Waging Guerrilla Warfare Against Big Data
Organizations across the globe are amassing huge repositories of data on every living person on Earth. The data is collected by governments, non-governmental organizations, and private companies. These organizations then sell or trade this data to other organizations who may then trade or -sell it again. In addition, this data is often held insecurely, which leads to it being stolen by professional thieves who then sell it to organized criminal organizations for use in credit card fraud and identity theft.
The Uselessness of Data Privacy Laws
Numerous data privacy laws have been passed across the globe, but they do little more than create a false sense of security. It is almost impossible to discover that data is being collected and stored. In addition, the worst offenders are government organizations — who tend to believe themselves to be above the law. These data privacy laws are almost always useless in protecting data privacy against people employed legitimately as IT administration staff. Lastly, no data privacy law is capable of forcing organizations to secure data completely against the possibility of theft.
A good rule of thumb is that if someone has your data, everyone has your data.
Corrupting Data is More Effective Than Destroying Data
Imagine for a moment a team of highly skilled hackers penetrating deep within the IRS information infrastructure. If these hackers delete taxpayer data, the IRS will detect the intrusion, secure their network against the hackers, and restore the lost data from backup. The end result will be nothing but a minor inconvenience for the organization and the IRS will very likely hide the intrusion from the public in order to avoid embarrassment and potential damage to the careers of those responsible for allowing the breach to occur.

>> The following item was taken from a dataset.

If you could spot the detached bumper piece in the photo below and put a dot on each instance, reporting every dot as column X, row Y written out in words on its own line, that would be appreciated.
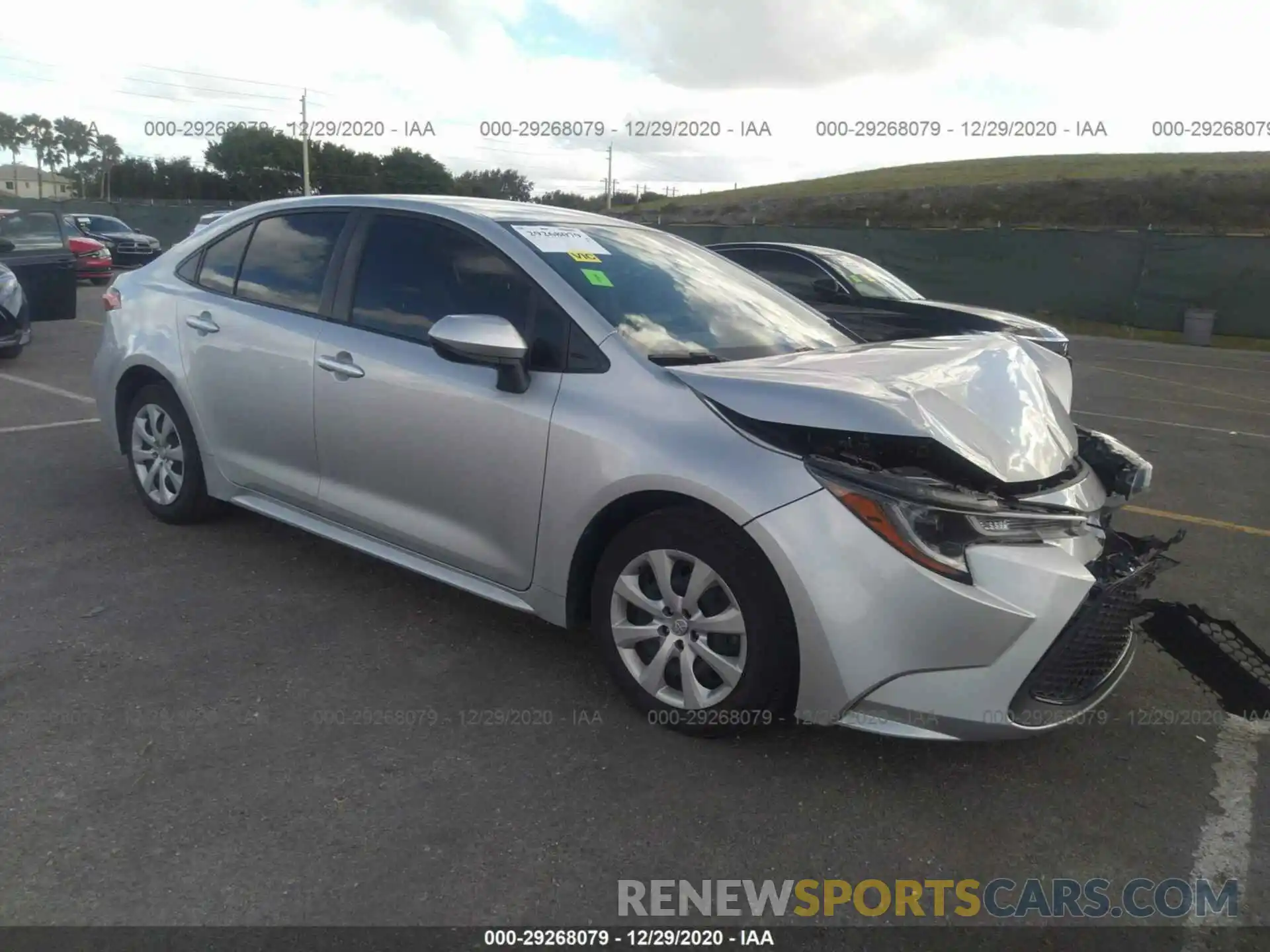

Now imagine a different scenario. In this scenario, instead of deleting data, the hackers slowly modify small portions of the data. Because the changes are minor, the hackers are not detected and kicked out of the systems. The hackers modify tax returns and other financial data held by the IRS for long enough for the backups to become corrupt. Now, even if the hackers are detected and blocked, the IRS does not have a simple and reliable method for determining if it is using good data or corrupt data. If the hackers make the breach public, every taxpayer who is harassed by the IRS can claim “Your data is bad!” and demand that the IRS prove that their data is good — in court. The damage to the agency would be so severe that even government workers would have to be terminated, or at least sent on leave with full pay until their retirement dates.

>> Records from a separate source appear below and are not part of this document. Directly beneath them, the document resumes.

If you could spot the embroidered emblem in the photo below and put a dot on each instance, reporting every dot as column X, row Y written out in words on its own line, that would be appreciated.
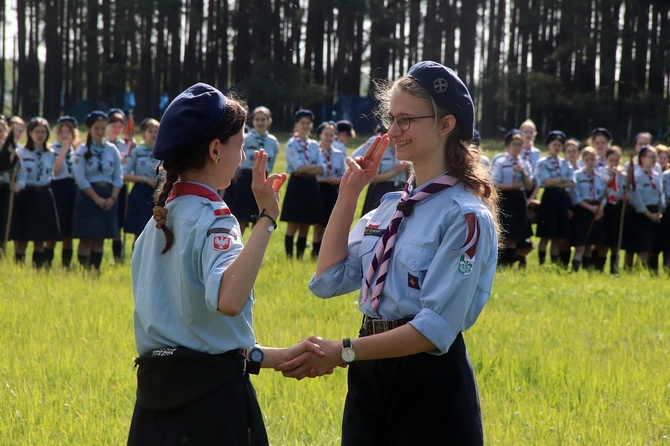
column 221, row 242
column 413, row 281
column 440, row 85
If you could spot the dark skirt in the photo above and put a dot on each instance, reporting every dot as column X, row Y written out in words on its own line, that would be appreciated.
column 64, row 191
column 642, row 233
column 421, row 399
column 34, row 216
column 203, row 399
column 243, row 204
column 140, row 208
column 328, row 198
column 552, row 215
column 374, row 195
column 514, row 215
column 583, row 232
column 89, row 221
column 302, row 203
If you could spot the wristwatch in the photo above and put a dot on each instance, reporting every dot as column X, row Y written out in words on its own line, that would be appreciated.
column 255, row 359
column 348, row 353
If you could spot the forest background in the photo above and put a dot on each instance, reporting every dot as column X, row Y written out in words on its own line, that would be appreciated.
column 570, row 65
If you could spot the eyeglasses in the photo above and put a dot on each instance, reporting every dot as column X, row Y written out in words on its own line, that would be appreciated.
column 403, row 120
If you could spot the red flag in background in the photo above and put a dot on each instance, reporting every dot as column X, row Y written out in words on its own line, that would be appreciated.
column 129, row 132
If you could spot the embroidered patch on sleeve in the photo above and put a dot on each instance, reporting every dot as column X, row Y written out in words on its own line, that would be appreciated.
column 413, row 281
column 469, row 248
column 221, row 242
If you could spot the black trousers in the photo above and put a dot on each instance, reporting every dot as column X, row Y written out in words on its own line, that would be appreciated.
column 421, row 399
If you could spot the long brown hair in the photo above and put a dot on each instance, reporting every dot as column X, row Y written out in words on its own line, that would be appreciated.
column 195, row 158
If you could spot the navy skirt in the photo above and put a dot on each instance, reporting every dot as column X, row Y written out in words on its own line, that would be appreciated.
column 89, row 221
column 34, row 215
column 140, row 208
column 64, row 191
column 302, row 203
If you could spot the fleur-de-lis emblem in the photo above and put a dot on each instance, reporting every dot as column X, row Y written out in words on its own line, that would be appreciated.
column 440, row 85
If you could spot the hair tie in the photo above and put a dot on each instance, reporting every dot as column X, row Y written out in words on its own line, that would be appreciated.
column 160, row 215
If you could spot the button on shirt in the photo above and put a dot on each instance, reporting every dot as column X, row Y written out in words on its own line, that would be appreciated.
column 441, row 269
column 141, row 162
column 36, row 167
column 301, row 153
column 104, row 164
column 255, row 141
column 177, row 293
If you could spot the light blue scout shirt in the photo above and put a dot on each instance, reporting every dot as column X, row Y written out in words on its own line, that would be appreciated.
column 300, row 153
column 255, row 141
column 648, row 191
column 66, row 170
column 441, row 269
column 503, row 170
column 104, row 165
column 176, row 294
column 36, row 167
column 589, row 187
column 550, row 167
column 333, row 159
column 141, row 162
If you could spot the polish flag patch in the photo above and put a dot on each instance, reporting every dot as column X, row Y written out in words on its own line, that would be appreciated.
column 221, row 242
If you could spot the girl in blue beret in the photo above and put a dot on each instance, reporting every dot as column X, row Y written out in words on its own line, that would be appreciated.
column 193, row 282
column 424, row 261
column 97, row 171
column 302, row 202
column 63, row 185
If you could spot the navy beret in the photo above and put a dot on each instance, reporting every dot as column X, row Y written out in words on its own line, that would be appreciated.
column 189, row 120
column 601, row 131
column 511, row 134
column 95, row 116
column 448, row 91
column 303, row 113
column 71, row 119
column 553, row 135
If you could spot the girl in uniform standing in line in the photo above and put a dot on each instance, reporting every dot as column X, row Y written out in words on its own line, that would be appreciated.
column 193, row 313
column 243, row 204
column 140, row 168
column 588, row 199
column 117, row 122
column 410, row 380
column 302, row 203
column 329, row 181
column 34, row 216
column 98, row 173
column 648, row 201
column 512, row 176
column 63, row 185
column 554, row 174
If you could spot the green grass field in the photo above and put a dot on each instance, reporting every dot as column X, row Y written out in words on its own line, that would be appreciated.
column 561, row 358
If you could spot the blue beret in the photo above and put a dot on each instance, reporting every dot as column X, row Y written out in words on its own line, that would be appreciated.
column 553, row 135
column 511, row 134
column 448, row 91
column 95, row 116
column 303, row 113
column 71, row 119
column 189, row 120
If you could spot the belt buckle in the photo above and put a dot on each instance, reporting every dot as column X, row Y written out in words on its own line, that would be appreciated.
column 378, row 326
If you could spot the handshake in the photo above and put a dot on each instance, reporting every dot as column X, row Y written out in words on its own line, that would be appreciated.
column 308, row 358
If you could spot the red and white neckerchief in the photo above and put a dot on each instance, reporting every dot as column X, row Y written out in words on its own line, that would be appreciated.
column 380, row 262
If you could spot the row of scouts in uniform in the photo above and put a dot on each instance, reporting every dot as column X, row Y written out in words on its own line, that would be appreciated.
column 588, row 201
column 68, row 189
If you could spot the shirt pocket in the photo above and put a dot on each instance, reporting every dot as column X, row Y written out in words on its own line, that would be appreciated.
column 410, row 269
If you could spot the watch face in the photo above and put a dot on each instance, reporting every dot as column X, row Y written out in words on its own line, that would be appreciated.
column 256, row 355
column 348, row 354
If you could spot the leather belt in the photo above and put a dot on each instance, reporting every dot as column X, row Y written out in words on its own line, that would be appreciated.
column 376, row 326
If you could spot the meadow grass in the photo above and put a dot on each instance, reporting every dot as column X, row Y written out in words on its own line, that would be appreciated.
column 561, row 358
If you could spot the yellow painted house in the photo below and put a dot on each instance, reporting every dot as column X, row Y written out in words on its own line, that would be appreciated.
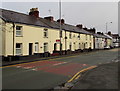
column 30, row 35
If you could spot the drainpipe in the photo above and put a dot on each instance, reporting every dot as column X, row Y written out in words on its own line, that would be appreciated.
column 65, row 43
column 60, row 25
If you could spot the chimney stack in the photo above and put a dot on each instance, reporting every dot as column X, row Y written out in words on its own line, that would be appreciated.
column 100, row 33
column 109, row 33
column 34, row 12
column 50, row 18
column 80, row 26
column 61, row 20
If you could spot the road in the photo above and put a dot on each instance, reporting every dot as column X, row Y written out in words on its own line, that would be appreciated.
column 53, row 72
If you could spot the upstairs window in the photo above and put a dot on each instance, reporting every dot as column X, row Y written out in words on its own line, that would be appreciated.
column 45, row 33
column 60, row 34
column 90, row 37
column 18, row 49
column 86, row 37
column 18, row 30
column 79, row 36
column 45, row 47
column 70, row 35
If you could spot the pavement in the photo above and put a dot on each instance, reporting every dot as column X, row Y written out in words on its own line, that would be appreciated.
column 103, row 77
column 50, row 73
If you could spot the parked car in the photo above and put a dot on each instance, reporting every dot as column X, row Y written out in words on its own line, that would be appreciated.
column 107, row 47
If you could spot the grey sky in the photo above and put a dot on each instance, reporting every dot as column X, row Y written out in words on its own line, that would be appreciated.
column 90, row 14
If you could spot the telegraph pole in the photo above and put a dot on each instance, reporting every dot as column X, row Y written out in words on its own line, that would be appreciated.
column 107, row 26
column 60, row 26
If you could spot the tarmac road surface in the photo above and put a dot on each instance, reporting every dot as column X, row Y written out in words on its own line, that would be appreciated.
column 50, row 73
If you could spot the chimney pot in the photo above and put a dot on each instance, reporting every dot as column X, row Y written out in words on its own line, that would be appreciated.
column 80, row 26
column 50, row 18
column 34, row 12
column 62, row 21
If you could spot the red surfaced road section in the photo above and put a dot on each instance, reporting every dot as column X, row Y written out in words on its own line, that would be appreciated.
column 38, row 64
column 68, row 69
column 56, row 67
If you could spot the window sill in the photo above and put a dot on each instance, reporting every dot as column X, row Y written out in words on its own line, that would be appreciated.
column 45, row 37
column 19, row 36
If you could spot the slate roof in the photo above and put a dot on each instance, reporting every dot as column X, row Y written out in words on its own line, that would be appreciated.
column 99, row 35
column 12, row 16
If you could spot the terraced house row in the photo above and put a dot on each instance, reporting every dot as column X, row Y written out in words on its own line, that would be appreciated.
column 29, row 36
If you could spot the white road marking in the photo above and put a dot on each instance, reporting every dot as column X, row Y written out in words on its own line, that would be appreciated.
column 59, row 63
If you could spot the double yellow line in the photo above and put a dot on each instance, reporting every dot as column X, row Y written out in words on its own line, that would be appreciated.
column 36, row 61
column 77, row 75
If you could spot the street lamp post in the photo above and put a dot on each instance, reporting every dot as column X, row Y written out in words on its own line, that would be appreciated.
column 107, row 26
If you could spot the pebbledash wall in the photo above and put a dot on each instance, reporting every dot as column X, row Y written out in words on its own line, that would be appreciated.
column 35, row 34
column 21, row 40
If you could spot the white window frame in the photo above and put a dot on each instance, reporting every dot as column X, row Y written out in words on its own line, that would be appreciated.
column 45, row 32
column 19, row 34
column 45, row 46
column 70, row 35
column 19, row 49
column 36, row 47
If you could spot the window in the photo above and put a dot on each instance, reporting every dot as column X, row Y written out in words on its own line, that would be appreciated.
column 55, row 47
column 18, row 30
column 70, row 35
column 90, row 37
column 46, row 33
column 70, row 46
column 74, row 35
column 45, row 47
column 90, row 45
column 86, row 37
column 60, row 33
column 79, row 36
column 79, row 45
column 18, row 49
column 36, row 47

Guerrilla Techniques for Corrupting Data
The previous example requires significant technical skill and commitment. However, a better technique for corrupting data is available to anyone who provides data to any organization. This technique is nothing more complex than providing bad data for the original entry.
As most of us would be terrified to provide bad data to the IRS, let’s consider a softer target for our next example — Facebook. Facebook collects a huge amount of data on it’s almost one billion subscribers. It then sells this data, without disclosing who the data is sold to or what it will be used for.
Facebook collects two categories of data, both of which can be compromised. The first type of data is profile data. To create an account, Facebook asks for your name, email address, gender, and date of birth. Once your account is created, Facebook wants to know where you work, where you live, where you were born, who your family members are, your sexual orientation, your relationship status, your religious and political views, your telephone numbers, screen names, and home address. This is a lot of data and this data is valuable for all sorts of purposes which may be not in your best interest. For example, date of birth and home town are often used by companies to verify identity. Anyone who buys or steals this data from Facebook will have a much easier path to stealing your identity. If you believe that Facebook security is perfect and can never be compromised, do you also believe the same of every organization to whom Facebook sells your data?
There is no need to give Facebook most of this data, but there is an alternative to not using Facebook or not filling out the fields. That alternative is to fill out the fields incorrectly. Pick a new “online” birthday for yourself. That will make it more difficult for organizations to combine records for you in different databases. Use a nickname instead of your legal name. Instead of registering as Adam Kowalski, register as “Buzz Kowalski”. Enter your parents hometown instead of your own. Register using a free Yahoo Mail address instead of your usual personal email address. Decide which fields Facebook deserves to know and which ones they deserve to know correctly.
The second category of data Facebook collects is activity data. This includes people you Friend or Follow and pages you Like. Facebook has become even more intrusive recently by asking members if they know people who send friend requests “outside of Facebook”. This proves that personal connection data is important to Facebook — most likely because they are selling it to someone. The guerrilla strategy is to Friend large number of complete strangers on Facebook. It’s fun to friend people with similar interests — they may even become real friends!
Facebook is an excellent example due to its massive data collection capabilities, but these techniques are useful for any database which accepts input directly from individuals.
It Only Works If Enough of Us Play
If only a few people corrupt their Facebook data, or their data in any other database, nothing happens. All databases are imperfect, this is expected. However, if enough people input corrupt data, the people who buy and use the data will lose confidence in it. Data suddenly becomes far less valuable when users are less confident of its accuracy.
The Upsides and the Downsides
The benefits of providing synthetic (i.e. fake) data include privacy, freedom, and protection against identity theft. There negatives are that you will receive less relevant advertisements and that you will have to remember (or write down and store securely) more than once set of answers to the usual registration form questions.